Pour finir, avez-vous un souhait que vous voudriez partager avec la communauté horlogère?

Les logiciels de fonctionnement doivent évoluer, pour passer d’une économie de consommation à un véritable modèle d’économie circulaire, comme la Nature l’a conçu. Les initiatives comme les diamants de laboratoires vont dans le bon sens selon moi. Il faudrait surtout qu’il y ait plus de cohérence entre les discours grandiloquents et les actes. Par exemple, utiliser moins d’or semble une solution simple et envisageable. De même, ne pas sponsoriser des événements qui glorifient des modes de consommation ou des actions néfastes pour l’environnement, comme la F1, qui n’est malheureusement qu’un exemple parmi tant d’autres.
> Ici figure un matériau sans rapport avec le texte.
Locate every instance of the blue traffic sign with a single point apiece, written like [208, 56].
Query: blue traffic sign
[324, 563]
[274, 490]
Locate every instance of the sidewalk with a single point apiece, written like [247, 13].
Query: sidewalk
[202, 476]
J’aimerais surtout voir moins de greenwashing futile qui ne résulte en fait que dans plus d’inaction. Nous avons besoin de davantage d’actions concrètes et d’envergure. Les mentalités évoluent, certes, mais trop lentement. Toutes les industries, horlogerie et luxe compris, doivent réaliser l’urgence devant nous... et agir en conscience.